Happy October! Welcome to my favorite month of the year. Today dawned cool and a little foggy. I’m taking that as an auspicious sign of a good month to follow. This month will mark six months since the break up and big transition. I believe things are finally starting to settle down in a lot of ways. We got the bureaucracy out of our lives, which is nice. No more worrying about UAs and home visits, which to be fair weren’t that bad, but just more items on the daily to do list that now don’t have to be done.
E is doing better in school, seems more motivated. Conversely, or maybe corollary, he may be becoming a bit un-enamored of football…at least with the coaching staff this year. They continue to want him to play quarterback, and he does, but he doesn’t care for the position, especially since they don’t pass a lot (he’s got an arm on him, this kid does), but when they let him play wide receiver (which he wanted), there are so many in the rotation, he doesn’t get much playing time. This is all from him. I don’t go to practices and only one game, since the majority so far have been out of town and on Saturday. Last week, I had to have them at the school to get on the bus at 5:45 AM!! That worked for me, as I just got off work and took them, but oh my goodness, that’s early for teens!

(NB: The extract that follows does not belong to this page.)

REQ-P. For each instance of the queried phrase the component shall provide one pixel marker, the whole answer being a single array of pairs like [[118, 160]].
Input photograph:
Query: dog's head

In any event, he’s doing his homework, trying to keep up better on a daily basis and actually asked me if he could apply to a program called Upward Bound which will help him with his school work and possibly allow him to take college classes while he’s still in high school. Well, DUH! Of course! That was very encouraging, trust me.
I think I’m getting a better handle on trying to map out a couple of weeks’ worth of basic menus that make it easy for me (if a little boring) and keep everyone happy and fed. Something Mexican (tacos, burritos, etc.), something Italian (spaghetti, baked ziti, etc.), some kind of casserole with hamburger or chicken, something like chili, pizza every couple of weeks, baked chicken, etc. I finally figured out how to cook pinto beans the way he likes, and of course, green chile. I says he won’t eat leftovers, but if I heat them up a couple of days later, he doesn’t seem to notice. Plus, I am working on downsizing things. Casseroles are now in an 8 x 8 dish instead of 9 x 13. I have been eating the leftovers for breakfast, which suits me. I buy small amounts of veggies for me, and quit worrying about trying to serve a side dish with meals. The KISS method works! Thinking in terms of a week’s worth of menus makes things easier to plan.
In other areas, I’m trying to add more sleep to my day. For two days last weekend, I deliberately took a 1.5 hour nap shortly before I was was due to start work. I almost always try to do this, but rarely succeed. I felt so much better on those days and then the other two days I was busy and didn’t manage. I definitely felt a difference. I know that I probably won’t ever sleep seven or eight hours in a row, that’s just not me. However, I can add more sleep, if I make it a priority.
Also, working on adding fifteen to twenty minutes on the bike right after I get back from taking the boys to school. I get to watch whatever show I missed the night before and break a sweat at the same time. Two days in a row. We’ll see what happens over the weekend with the work schedule, but again, the title of this is “Little by Little” not “Fixed All At Once.”
Finally, for the last couple of days being out and about, walking, getting in and out of the car, etc., I have noticed that I seem to be having less pain in my lower back/hip areas. My left leg is still falling asleep after I walk or stand for a while, but the overall pain of really tight muscles and connective tissue is less. I haven’t been doing anything special, but I think the clenched feeling I had in my life the last few years in the house is finally starting to relax. In fact, I never even thought of myself as “clenched” until I just wrote that sentence, but I was. I know I was. I was sort of in a defensive mode all the time, trying to justify everything I did that wasn’t something she would have done or something that she didn’t think was “productive.” I don’t even know how I got there, but letting go of all that feels really, really good.
Little by little, the changes are happening. October will be a good month to celebrate.